A typical computer program may be composed of smaller programs known as procedures or subroutines. When a computer program is executed, a contiguous range of program address space is typically allocated for the call stack. The call stack consists of a set of stack frames, one for each procedure invocation, where each stack frame includes information about the parameters, local and temporary variables, and enough program state to resume execution when a procedure returns.
During runtime, a typical stack frame is created and pushed onto the call stack when a procedure is called, and then popped or removed from the call stack when the associated procedure exits. The call stack therefore, represents a structure of dynamically nested procedures that are active within the execution of the program at any given time.
When an improper event or error arises during execution of a program, an exception may be signaled from within the executing procedure. Exception handling often requires the ability to remove or “unwind” a number of frames from the call stack in order to transfer control to an exception handling procedure that may have been further down on the stack.
Stack unwinding in the presence of an exception involves the process of removing the stack frames from the call stack one at a time until a stack frame is encountered that represents a procedure that is willing to handle the exception. Unwinding typically starts with an initial context record, which describes the most recent activation of a procedure. Upon removing a stack frame from the call stack the exception runtime code reconstructs the runtime context for the previous procedure frames. If the procedure is willing to handle the exception, the unwinding stops and control is transferred to an exception handler for the procedure.
As the stack is unwound, it is necessary to recover the values of preserved registers that were saved by each procedure in order to reconstruct the previous frame's context. When a procedure's frame is removed from the call stack the preserved registers for its corresponding procedure must be reloaded with its saved values of local variables.

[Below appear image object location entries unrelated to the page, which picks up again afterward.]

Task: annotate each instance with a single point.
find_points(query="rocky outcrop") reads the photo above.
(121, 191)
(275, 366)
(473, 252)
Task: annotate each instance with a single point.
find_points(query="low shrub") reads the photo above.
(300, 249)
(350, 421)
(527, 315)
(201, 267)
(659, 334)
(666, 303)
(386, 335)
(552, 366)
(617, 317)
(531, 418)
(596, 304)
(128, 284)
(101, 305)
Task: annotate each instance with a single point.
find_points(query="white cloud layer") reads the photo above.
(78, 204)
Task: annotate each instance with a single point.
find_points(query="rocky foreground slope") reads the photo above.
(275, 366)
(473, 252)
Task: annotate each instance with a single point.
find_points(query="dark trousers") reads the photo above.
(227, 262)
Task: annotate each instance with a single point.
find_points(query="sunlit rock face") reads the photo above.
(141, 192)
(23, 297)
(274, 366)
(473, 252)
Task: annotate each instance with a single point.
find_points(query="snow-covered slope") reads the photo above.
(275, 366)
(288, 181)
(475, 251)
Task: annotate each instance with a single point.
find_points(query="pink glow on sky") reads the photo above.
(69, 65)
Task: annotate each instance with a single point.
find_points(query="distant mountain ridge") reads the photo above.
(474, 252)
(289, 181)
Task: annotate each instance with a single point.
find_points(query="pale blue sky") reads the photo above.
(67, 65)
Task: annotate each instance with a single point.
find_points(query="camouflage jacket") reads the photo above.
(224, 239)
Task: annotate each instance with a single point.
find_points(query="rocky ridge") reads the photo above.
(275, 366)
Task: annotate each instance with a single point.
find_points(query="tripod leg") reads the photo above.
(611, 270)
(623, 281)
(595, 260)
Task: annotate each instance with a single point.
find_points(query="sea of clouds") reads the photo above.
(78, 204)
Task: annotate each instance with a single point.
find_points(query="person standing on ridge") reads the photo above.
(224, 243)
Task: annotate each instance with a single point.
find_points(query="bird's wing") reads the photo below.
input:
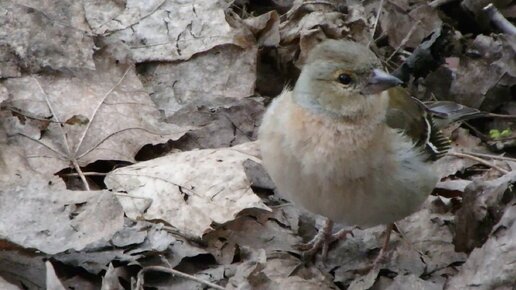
(410, 116)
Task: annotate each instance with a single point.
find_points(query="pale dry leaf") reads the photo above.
(136, 240)
(483, 203)
(366, 281)
(104, 115)
(189, 190)
(27, 27)
(167, 30)
(24, 268)
(110, 281)
(52, 219)
(221, 123)
(408, 28)
(430, 234)
(4, 284)
(37, 212)
(53, 281)
(265, 28)
(226, 71)
(250, 232)
(411, 282)
(280, 272)
(472, 86)
(492, 265)
(310, 29)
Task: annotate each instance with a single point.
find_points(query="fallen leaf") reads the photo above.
(189, 190)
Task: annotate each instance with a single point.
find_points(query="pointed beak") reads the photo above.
(380, 81)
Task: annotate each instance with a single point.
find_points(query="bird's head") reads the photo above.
(342, 78)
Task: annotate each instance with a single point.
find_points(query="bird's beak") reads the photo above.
(380, 81)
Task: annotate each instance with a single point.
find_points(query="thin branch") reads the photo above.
(81, 175)
(56, 117)
(133, 196)
(479, 160)
(490, 156)
(499, 116)
(95, 111)
(437, 3)
(181, 274)
(57, 152)
(113, 134)
(380, 8)
(85, 174)
(499, 20)
(28, 114)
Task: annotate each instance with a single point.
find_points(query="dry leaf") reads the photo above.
(27, 27)
(223, 72)
(118, 117)
(189, 190)
(166, 30)
(492, 265)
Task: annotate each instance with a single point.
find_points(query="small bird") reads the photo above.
(348, 143)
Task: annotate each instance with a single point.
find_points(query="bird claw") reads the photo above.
(322, 241)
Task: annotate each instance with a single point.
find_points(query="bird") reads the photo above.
(347, 142)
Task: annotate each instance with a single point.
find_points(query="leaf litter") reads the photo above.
(102, 80)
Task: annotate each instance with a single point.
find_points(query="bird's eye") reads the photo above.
(345, 79)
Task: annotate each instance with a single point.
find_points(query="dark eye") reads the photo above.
(345, 79)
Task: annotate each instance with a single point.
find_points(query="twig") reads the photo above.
(181, 274)
(56, 117)
(132, 196)
(499, 116)
(380, 7)
(81, 175)
(497, 157)
(479, 160)
(91, 173)
(437, 3)
(499, 20)
(96, 110)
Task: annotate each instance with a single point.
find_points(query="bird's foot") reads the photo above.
(322, 241)
(382, 258)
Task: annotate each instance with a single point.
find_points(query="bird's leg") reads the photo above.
(380, 258)
(323, 240)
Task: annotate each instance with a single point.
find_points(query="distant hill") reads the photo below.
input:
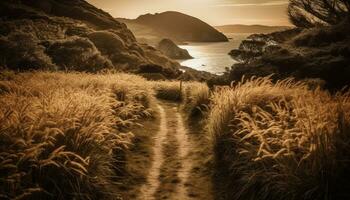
(176, 26)
(239, 28)
(72, 35)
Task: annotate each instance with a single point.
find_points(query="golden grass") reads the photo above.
(60, 133)
(282, 140)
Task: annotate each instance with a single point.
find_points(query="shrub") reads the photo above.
(193, 95)
(281, 141)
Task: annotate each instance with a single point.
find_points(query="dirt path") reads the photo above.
(172, 166)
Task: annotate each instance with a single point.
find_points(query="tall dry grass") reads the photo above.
(281, 140)
(194, 96)
(61, 134)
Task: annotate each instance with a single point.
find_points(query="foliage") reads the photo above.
(61, 134)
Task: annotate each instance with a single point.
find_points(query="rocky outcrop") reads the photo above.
(71, 35)
(170, 49)
(176, 26)
(240, 28)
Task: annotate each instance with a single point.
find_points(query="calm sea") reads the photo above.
(212, 57)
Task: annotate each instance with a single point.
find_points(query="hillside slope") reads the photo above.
(72, 35)
(176, 26)
(317, 53)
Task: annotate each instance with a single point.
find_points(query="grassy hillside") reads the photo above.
(73, 35)
(280, 141)
(316, 53)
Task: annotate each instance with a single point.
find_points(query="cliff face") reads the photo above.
(317, 53)
(175, 26)
(73, 35)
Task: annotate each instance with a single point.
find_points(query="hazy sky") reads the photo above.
(214, 12)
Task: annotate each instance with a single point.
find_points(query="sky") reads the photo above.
(214, 12)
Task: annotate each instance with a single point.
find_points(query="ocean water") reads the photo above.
(212, 57)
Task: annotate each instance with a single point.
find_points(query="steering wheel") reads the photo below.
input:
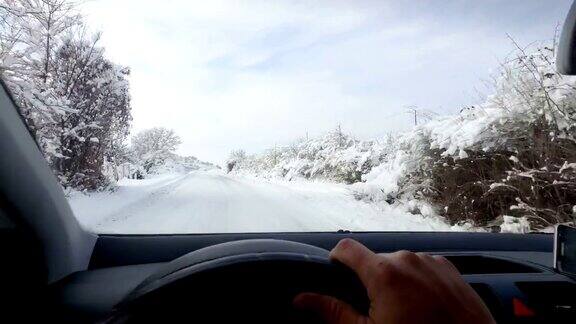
(249, 281)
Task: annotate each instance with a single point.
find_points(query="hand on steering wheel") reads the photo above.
(403, 287)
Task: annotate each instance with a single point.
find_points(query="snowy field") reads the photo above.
(213, 202)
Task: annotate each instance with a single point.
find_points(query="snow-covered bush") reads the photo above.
(514, 155)
(151, 147)
(335, 156)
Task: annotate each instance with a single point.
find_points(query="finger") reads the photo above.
(356, 257)
(330, 309)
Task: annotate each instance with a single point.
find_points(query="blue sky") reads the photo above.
(253, 74)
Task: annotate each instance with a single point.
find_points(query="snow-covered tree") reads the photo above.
(97, 90)
(153, 146)
(75, 102)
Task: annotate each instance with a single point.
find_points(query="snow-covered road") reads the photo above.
(213, 202)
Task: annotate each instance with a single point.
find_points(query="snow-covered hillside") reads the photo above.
(508, 161)
(213, 202)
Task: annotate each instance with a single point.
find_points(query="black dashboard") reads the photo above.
(512, 273)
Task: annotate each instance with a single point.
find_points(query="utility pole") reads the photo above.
(413, 110)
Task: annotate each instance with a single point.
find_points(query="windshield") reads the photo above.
(291, 116)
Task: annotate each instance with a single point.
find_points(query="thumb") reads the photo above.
(330, 309)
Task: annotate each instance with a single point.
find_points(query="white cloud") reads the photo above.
(249, 74)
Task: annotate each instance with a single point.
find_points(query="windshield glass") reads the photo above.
(282, 116)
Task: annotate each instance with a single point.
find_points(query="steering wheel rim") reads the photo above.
(253, 261)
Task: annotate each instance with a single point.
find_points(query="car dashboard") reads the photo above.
(512, 273)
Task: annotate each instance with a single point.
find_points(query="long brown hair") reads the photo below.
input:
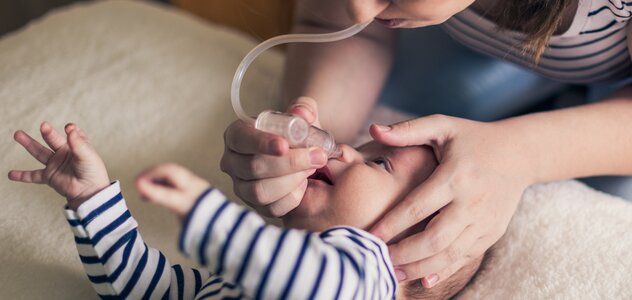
(537, 19)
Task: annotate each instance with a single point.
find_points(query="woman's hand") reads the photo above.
(266, 173)
(171, 186)
(73, 167)
(483, 170)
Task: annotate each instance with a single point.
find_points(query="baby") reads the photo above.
(324, 253)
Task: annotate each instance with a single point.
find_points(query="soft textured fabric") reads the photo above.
(241, 257)
(593, 49)
(150, 84)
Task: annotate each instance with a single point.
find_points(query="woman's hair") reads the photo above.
(537, 19)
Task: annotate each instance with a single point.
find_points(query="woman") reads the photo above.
(483, 167)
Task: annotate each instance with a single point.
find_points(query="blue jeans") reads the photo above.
(435, 74)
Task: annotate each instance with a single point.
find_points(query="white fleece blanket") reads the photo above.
(151, 84)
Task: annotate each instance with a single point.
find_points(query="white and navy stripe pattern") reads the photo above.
(242, 256)
(593, 49)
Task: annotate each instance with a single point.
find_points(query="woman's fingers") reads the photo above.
(419, 204)
(289, 202)
(437, 237)
(429, 130)
(39, 152)
(251, 167)
(245, 139)
(36, 176)
(267, 191)
(52, 138)
(449, 256)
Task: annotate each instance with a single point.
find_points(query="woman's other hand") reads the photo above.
(483, 170)
(73, 167)
(266, 173)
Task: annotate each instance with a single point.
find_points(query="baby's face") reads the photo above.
(359, 187)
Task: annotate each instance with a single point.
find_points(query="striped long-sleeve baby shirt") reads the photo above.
(240, 256)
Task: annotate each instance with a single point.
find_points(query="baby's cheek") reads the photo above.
(361, 200)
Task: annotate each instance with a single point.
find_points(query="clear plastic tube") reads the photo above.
(294, 129)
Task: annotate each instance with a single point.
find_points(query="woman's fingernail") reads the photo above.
(317, 157)
(275, 145)
(430, 281)
(400, 275)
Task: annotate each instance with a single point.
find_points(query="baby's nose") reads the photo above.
(362, 11)
(349, 154)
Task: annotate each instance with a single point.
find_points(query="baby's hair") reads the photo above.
(449, 288)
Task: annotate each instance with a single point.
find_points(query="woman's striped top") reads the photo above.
(241, 256)
(593, 49)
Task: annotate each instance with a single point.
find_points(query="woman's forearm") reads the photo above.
(344, 77)
(588, 140)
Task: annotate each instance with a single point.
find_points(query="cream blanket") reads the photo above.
(151, 84)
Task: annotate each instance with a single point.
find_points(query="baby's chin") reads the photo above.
(308, 214)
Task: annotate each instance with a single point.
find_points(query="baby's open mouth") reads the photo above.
(322, 174)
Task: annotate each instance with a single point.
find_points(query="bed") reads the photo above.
(150, 84)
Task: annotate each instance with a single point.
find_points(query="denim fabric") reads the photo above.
(435, 74)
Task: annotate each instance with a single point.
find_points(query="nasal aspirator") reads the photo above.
(295, 130)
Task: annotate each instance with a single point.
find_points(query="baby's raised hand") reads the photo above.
(73, 168)
(171, 186)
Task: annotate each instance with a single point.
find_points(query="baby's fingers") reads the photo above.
(41, 153)
(162, 195)
(54, 140)
(36, 176)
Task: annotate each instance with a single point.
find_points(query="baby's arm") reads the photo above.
(116, 259)
(267, 261)
(118, 263)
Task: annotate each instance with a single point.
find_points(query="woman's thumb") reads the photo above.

The information about which preserved register is saved for a given procedure and where it is saved (e.g., memory or another register) is generated by the compiler as unwind data, stored in the binary text segment of the program itself, according to a particular programming convention. Unwind data, sometimes known as metadata, is a description of information related to a contiguous sequence of instructions of the program.
However, after source code for a computer program has been compiled, tools may be employed to insert code for profiling, or to reorder and optimize basic blocks of the code, or to otherwise instrument the code in a manner, that perturbs the binary code. When the binary code has been perturbed, the unwind data may no longer reflect the correct information necessary for the proper execution of the program during exceptions. The traditional approach for “fixing” the unwind data is to perform the modifications at the source code level, recompile and relink the computer programs. However, such an approach is a potentially expensive and lengthy process. Moreover, returning to the source code may not provide the flexibility required.